Ivy and bay are also hot woods, and so in general are those used for making fire-sticks; and Menestor[11] adds the wood of the mulberry. [12]The coldest woods are those which grow in water and are of succulent character. The wood again of willow and vine is tough; wherefore men make their shields of these woods; for they close up again after a blow; but that of the willow is lighter, since it is of less compact texture; wherefore they use this for choice. The wood of the plane is fairly tough, but it is moister in character, as also is that of the elm.
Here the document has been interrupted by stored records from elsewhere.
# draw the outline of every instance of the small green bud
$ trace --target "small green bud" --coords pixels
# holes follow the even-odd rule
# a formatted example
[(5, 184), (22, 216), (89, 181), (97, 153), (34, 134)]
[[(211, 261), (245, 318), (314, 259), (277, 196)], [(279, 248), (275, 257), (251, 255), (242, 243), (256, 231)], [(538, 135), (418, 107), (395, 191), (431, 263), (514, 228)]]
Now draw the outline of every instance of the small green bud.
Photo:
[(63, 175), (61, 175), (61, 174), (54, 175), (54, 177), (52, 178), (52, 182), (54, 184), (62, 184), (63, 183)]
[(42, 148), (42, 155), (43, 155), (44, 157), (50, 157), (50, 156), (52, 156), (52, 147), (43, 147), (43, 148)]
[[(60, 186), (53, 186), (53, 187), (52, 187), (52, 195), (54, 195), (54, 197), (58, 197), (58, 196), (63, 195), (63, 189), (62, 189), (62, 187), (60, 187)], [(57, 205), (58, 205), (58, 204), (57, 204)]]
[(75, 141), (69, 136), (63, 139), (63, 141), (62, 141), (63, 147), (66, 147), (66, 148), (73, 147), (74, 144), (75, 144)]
A proof of this is that, if it is set upright[13] after being cut, it discharges much water.[14] The wood of the mulberry is at once of close grain and tough.
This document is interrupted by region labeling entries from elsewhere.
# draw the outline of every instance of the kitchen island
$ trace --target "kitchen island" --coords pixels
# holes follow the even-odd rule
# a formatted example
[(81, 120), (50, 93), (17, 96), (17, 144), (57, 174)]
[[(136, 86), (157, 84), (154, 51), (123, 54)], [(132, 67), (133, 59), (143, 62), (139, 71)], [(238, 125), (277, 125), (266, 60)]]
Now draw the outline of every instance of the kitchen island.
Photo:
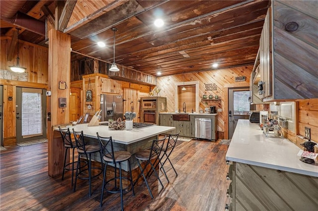
[(318, 163), (299, 160), (301, 150), (239, 120), (226, 157), (232, 162), (229, 210), (317, 210)]
[[(102, 137), (109, 137), (111, 136), (113, 141), (114, 150), (115, 151), (124, 150), (129, 152), (133, 155), (130, 159), (132, 169), (136, 169), (138, 167), (137, 160), (133, 155), (137, 152), (144, 150), (151, 147), (154, 139), (158, 139), (158, 135), (173, 130), (173, 127), (166, 127), (157, 126), (156, 125), (148, 126), (138, 129), (133, 129), (131, 130), (115, 130), (108, 128), (107, 125), (100, 125), (95, 126), (88, 126), (88, 124), (80, 124), (73, 126), (68, 126), (70, 131), (73, 133), (73, 129), (75, 131), (83, 131), (85, 140), (88, 144), (98, 145), (96, 132)], [(59, 128), (55, 129), (58, 132)], [(60, 133), (56, 133), (55, 141), (62, 142)], [(99, 146), (99, 145), (98, 145)], [(64, 147), (62, 152), (64, 150)], [(55, 162), (58, 166), (59, 171), (62, 173), (63, 170), (63, 155), (61, 153), (59, 158), (59, 162)], [(98, 155), (92, 155), (92, 159), (98, 162), (100, 161), (100, 158)], [(59, 161), (58, 160), (58, 161)], [(57, 167), (58, 167), (57, 166)], [(126, 162), (122, 164), (122, 168), (125, 171), (128, 171), (128, 165)]]

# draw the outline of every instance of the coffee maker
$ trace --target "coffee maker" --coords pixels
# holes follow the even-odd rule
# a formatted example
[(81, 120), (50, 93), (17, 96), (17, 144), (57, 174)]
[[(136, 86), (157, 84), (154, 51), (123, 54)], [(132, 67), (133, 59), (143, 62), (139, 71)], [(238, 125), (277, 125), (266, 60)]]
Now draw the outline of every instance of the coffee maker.
[(210, 113), (217, 113), (217, 108), (216, 106), (210, 106)]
[15]The wood of the elm is the least likely to warp; wherefore they make the 'hinges'[16] of doors out of elm wood; for, if these hold, the doors also keep in place; otherwise they get wrenched out of place. They make the 'hinges' by putting wood from the root above[17] and wood 'from the foliage' below,[17] thus reversing the natural position: (by wood 'from the foliage' joiners mean the upper wood). For, when these are fitted the one into the other, each counteracts[18] the other, as they naturally tend in opposite directions: whereas, if the wood were set[19] as it grows,[20] all the parts[21] would give where the strain came.[22]

(They do not finish off the doors at once; but, when they have put them together, stand them up, and then finish them off the next year, or sometimes the next year but one,[23] if they are doing specially good work. For in summer, as the wood dries, the work comes apart, but it closes in winter. The reason is that the open fleshy texture of the wood of the silver-fir[24] drinks in the air, which is full of moisture.)

[25]Palm-wood is light easily worked and soft like cork-oak, but is superior to that wood, as it is tough, while the other is brittle. Wherefore men now make their images of palm-wood and have given up the wood of cork-oak. However the fibres do not run throughout the wood, nor do they run to a good length, nor are they all set symmetrically, but run in every direction. The wood dries while it is being planed and sawn.

[26]Thyon (thyine wood), which some call thya, grows near the temple of Zeus Ammon and in the district of Cyrene. In appearance the tree is like the cypress alike in its branches, its leaves, its stem, and its fruit; or rather it is like a wild cypress.[27] There is abundance of it where now the city stands, and men can still recall that some of the roofs in ancient times were made of it. For the wood is absolutely proof against decay, and the root is of very compact texture, and they make of it the most valuable articles. Images are carved from these woods, prickly cedar cypress nettle-tree box, and the small ones also from the roots of the olive, which are unbreakable and of a more or less uniformly fleshy character. The above facts illustrate certain special features of position, natural character and use.

  1. Plin. 16. 204–207.
  2. cf. Arist. Meteor. 4. 7 ad fin.
  3. cf. 1. 6. 1.
  4. cf. 3. 15. 3.
  5. Probably so called from their resemblance in shape and colour to the cups made by Therikles, a famous Corinthian potter; see reff. to comedy in LS. s.v.
  6. μηδένα ἂν conj. W.; μηδ᾿ ἂν ἕνα Ald.
  7. Sissoo wood. See Index App. (21).
  8. ἀλλὰ κραῦρα conj. Sch.; ἀλλὰ καὶ αὔρα MV Ald.
  9. ὑποβρέχουσι conj. Harduin from Plin. 16. 207; ἀποβρίθουσι Ald. H.; ἀποβρέχουσι m Bas.
  10. cf. 5. 5. 1, which, referring to this passage, hardly agrees with it as now read.
  11. cf. 1. 2. 3 n.
  12. Plin. 16. 209.
  13. ὀρθὸν ὅταν conj. W.; so G; ὀρθὸς ὅταν MV; ὅταν ὀρθὰ Ald.
  14. cf. 5. 1. 6.
  15. Plin. 16. 210.
  16. Sc. an arrangement of cylindrical pivot and socket.
  17. 17.0 17.1 i.e. as socket and pivot respectively; cf. 5. 5. 4.
  18. κωλύει: Sch. adds θάτερον from G.
  19. ἔκειτο conj. W.; ἐκεῖνο Ald.
  20. i.e. the 'upper' wood in the upper position.
  21. πάντων MSS. (?); πάντως conj. W.
  22. i.e. there would be no resistance. ἦν after ἂν add. Sch.
  23. cf. Plin. 16. 215.
  24. Of which the door itself is made.
  25. Plin. 16. 211.
  26. Plin. 13. 10–102.
  27. κυπάριττος ἀγρία conj. Sch.; κυπάρισσον ἀγρίαν M Ald.